Bulk load into Snowflake
The Bulk load into Snowflake job entry loads large amounts of data into a Snowflake virtual warehouse in a single session.
This entry automates Snowflake’s COPY INTO command, which helps you avoid repetitive SQL scripting. To use it, you typically:
Size your virtual warehouse.
Define the source data and file type.
Specify the target database objects.
Provide any needed
COPY INTOparameters.
For more information about working with Snowflake in PDI, see PDI and Snowflake.
For more information about Snowflake, including best practices for bulk loading data, see the Snowflake documentation.
Before you begin
To use this job entry, you need:
A Snowflake account.
A connection to the database where you want to load data.
An S3 connection or a VFS connection to a Snowflake staging area for your data source.
A table and schema in the target database. The first time you use this entry, you might need to create the table.
General
Entry name: Specify the unique name of the job entry on the canvas.
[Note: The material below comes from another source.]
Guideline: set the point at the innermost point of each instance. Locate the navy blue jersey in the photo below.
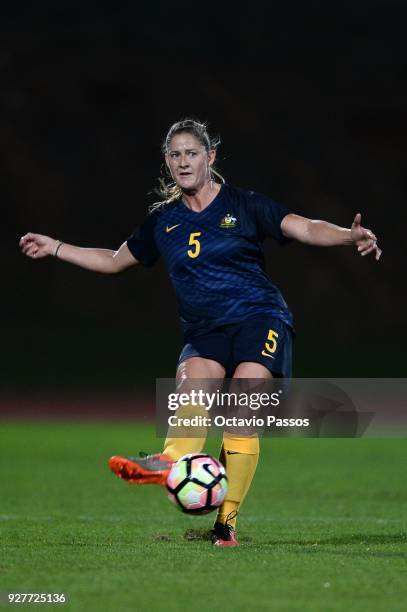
(215, 257)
You can customize the name or leave it as the default.
Options
This job entry includes four tabs: Input, Output, Options, and Advanced Options.
Input tab

Use the options in this tab to define your input source for the Snowflake COPY INTO command:
Source
Choose one of the following input source types:
S3: The input source is an S3 bucket.
Snowflake Staging Area: The input source is files in a Snowflake staging area.
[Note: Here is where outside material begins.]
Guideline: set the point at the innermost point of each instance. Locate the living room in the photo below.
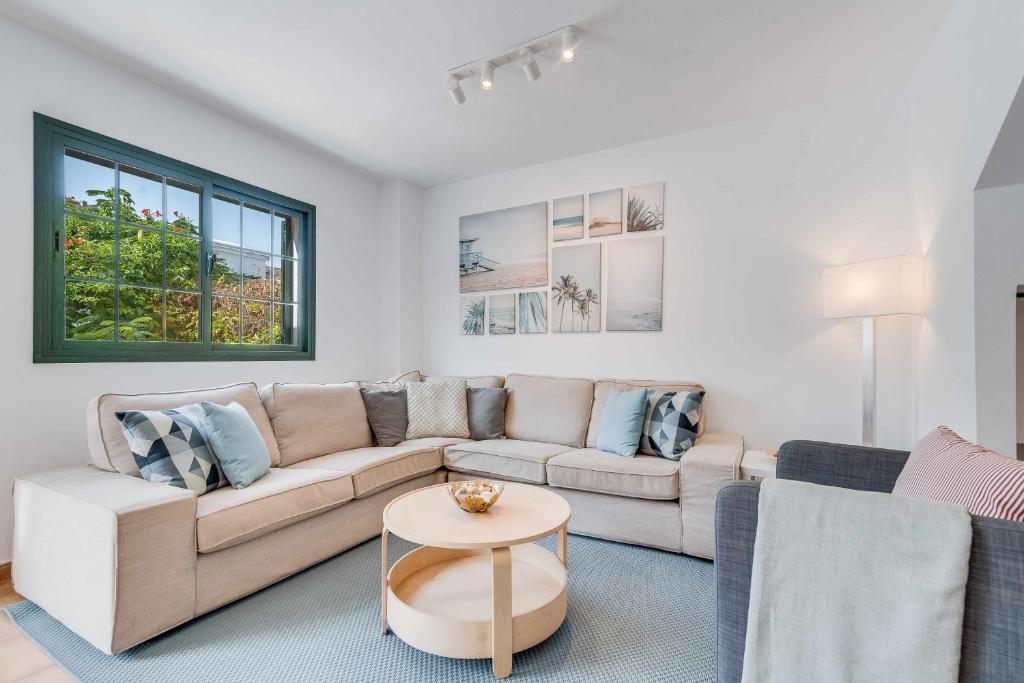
(797, 221)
Click Select to specify the file, folder, prefix, or variable of the S3 bucket or staging location to use as the input for COPY INTO. See “Syntax” in the Snowflake documentation for details.
What file type is your source?
Select the file type of the input source:
Delimited text: Character-delimited UTF-8 text.
Avro: Avro data serialization protocol.
JSON: JavaScript Object Notation (JSON) data file containing a set of either objects or arrays.
ORC: Optimized Row Columnar (ORC) file containing Hive data.
Parquet: Parquet file of nested data structures in a flat columnar format.
XML: XML file.
Compression
Select the type of compression applied to your input source:
None
Auto
BZIP2
GZIP
Deflate
Raw deflate
Brotli
Zstd
For Parquet files, the Compression options are:
None
Auto
Snappy
Depending on the file type selected in What file type is your source?, additional file settings appear at the bottom of this tab:
File Type
File Settings
Delimited text
Specify the following settings for a delimited text file:
Leading rows to skip: The number of rows to skip from the beginning of the file. This option is useful for skipping header lines.
Delimiter: The character used to separate a data field. Default is semicolon (`;`).
Quote character: The character used to enclose a data field. Default is the double-quotation mark.
Remove quotes: Whether to remove quotation characters from a data field during the bulk load.
Empty as null: Whether to set empty data values to null during the bulk load.
Trim whitespace: Whether to remove leading and trailing whitespace during the bulk load.
Note: For delimited text files, you must have a table in your database with all required columns defined.
Avro
No additional settings.
JSON
Ignore UTF8 errors: Whether to ignore UTF-8 errors during the bulk load.
Allow duplicate elements: Whether to allow duplicate elements during the bulk load. Snowflake keeps the last duplicate value and discards the others.
Strip null values: Whether to delete null values during the bulk load.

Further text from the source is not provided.